Voice Clone Bot

Security checks across malware telemetry and agentic risk

Overview

This voice-cloning skill is mostly purpose-aligned, but it grants broad local installation, persistence, filesystem-write, and voice-biometric authority without enough user control or safety boundaries.

Install only if you are comfortable with a local ML service that can download and run third-party code, register itself globally, run a background daemon, store large model files, and process sensitive voice samples. Use it only with explicit speaker consent, avoid exposing the local API beyond localhost, do not pass arbitrary output directories, and review or pin dependencies before production use.

SkillSpector

By NVIDIA

Vulnerability Patterns

Data ExfiltrationExternal Transmission, Env Variable Harvesting, File System Enumeration
Supply ChainUnpinned Dependencies, External Script Fetching, Obfuscated Code
Excessive AgencyUnrestricted Tool Access, Autonomous Decision Making, Scope Creep
Output HandlingUnvalidated Output Injection, Cross-Context Output, Unbounded Output
Trigger AbuseOverly Broad Trigger, Shadow Command Trigger, Keyword Baiting Trigger

Findings (36)

Lp3

Medium

Category: MCP Least Privilege
Confidence: 90% confidence
Finding: The skill declares no permissions while instructing use of shell execution, file access, environment variables, and network-dependent auto-installation behavior. This creates a transparency and policy-enforcement gap: hosts may invoke the skill believing it is low-risk while it can download code, read local paths, and execute commands.

Tp4

High

Category: MCP Tool Poisoning
Confidence: 97% confidence
Finding: The documented purpose is simple voice cloning, but the behavior includes self-installation, repository cloning, dependency management, model downloads, daemon lifecycle management, and destructive uninstall actions. This mismatch can mislead operators and users about the true trust boundary and allows significant host modification beyond the expected audio-generation task.

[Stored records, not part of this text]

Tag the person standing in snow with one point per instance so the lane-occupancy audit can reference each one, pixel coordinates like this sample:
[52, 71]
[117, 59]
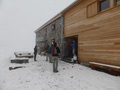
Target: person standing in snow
[35, 53]
[48, 53]
[52, 45]
[74, 47]
[55, 52]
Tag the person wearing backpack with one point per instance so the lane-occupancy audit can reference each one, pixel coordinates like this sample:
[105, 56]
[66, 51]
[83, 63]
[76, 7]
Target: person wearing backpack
[55, 52]
[47, 53]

Description-Behavior Mismatch

Medium

Confidence: 95% confidence
Finding: The installer modifies host-level agent state by creating a symlink in the global skills directory, which exceeds the narrowly described voice-cloning behavior in the manifest. Persistent self-registration is dangerous because it changes future agent behavior and trust boundaries without explicit user consent, making the skill easier to invoke unexpectedly or survive beyond the current install session.

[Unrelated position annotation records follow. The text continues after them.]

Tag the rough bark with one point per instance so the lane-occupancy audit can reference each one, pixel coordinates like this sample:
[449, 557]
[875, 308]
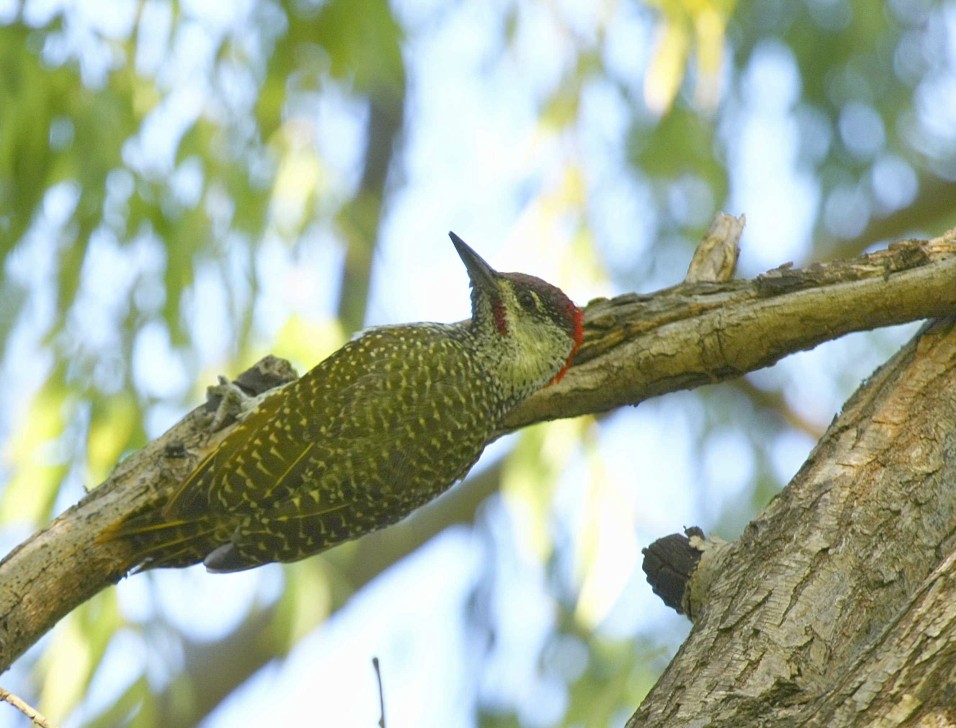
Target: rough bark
[636, 347]
[837, 605]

Description-Behavior Mismatch

Low

Confidence: 84% confidence
Finding: The script creates a persistent model directory under the user's home directory, which is behavior not disclosed by the manifest and leaves long-lived artifacts on the host. While model caching can be legitimate for TTS systems, doing so silently in a global location can surprise users, consume disk space, and create persistence beyond the expected lifecycle of a single skill run.

Context-Inappropriate Capability

Medium

Confidence: 97% confidence
Finding: Auto-registering the skill by symlinking into the agent host's global plugin routing changes platform-wide execution behavior in a way unrelated to synthesizing speech itself. In the context of a voice-cloning skill, this is more concerning because the manifest describes an end-user media function, not privileged modification of host plugin discovery or routing state.

Context-Inappropriate Capability

Medium

Confidence: 88% confidence
Finding: Installing whatever is listed in requirements.txt allows arbitrary third-party code execution during package installation and may introduce dependencies unrelated to the advertised voice-cloning function. This is especially risky when combined with network access and no pinning, review, or user warning, because malicious or compromised packages can run setup hooks at install time.

Intent-Code Divergence

Medium

Confidence: 81% confidence
Finding: The script describes the environment as a strict isolated sandbox, but it also writes to global host directories and alters registration state, which is misleading about the actual security boundaries. Misrepresenting isolation can cause operators to grant more trust than warranted and overlook persistent host modifications.

Context-Inappropriate Capability

High

Confidence: 99% confidence
Finding: The script `source`s a configuration file chosen by `TTS_CONFIG_FILE` or `.env`, which causes arbitrary shell code in that file to execute in the current process. Because this happens before any TTS logic, an attacker who can influence that file path or contents can run commands, alter environment variables, or hijack subsequent execution on the host.

Context-Inappropriate Capability

Medium

Confidence: 97% confidence
Finding: The script sources a config file from TTS_CONFIG_FILE or .env using shell source, which executes arbitrary shell code in that file rather than merely parsing configuration values. Because environment variables can redirect CONFIG_FILE to attacker-controlled content, running the uninstall script can trigger unintended command execution with the user's privileges, which is unrelated to the skill's voice-cloning purpose and significantly increases risk.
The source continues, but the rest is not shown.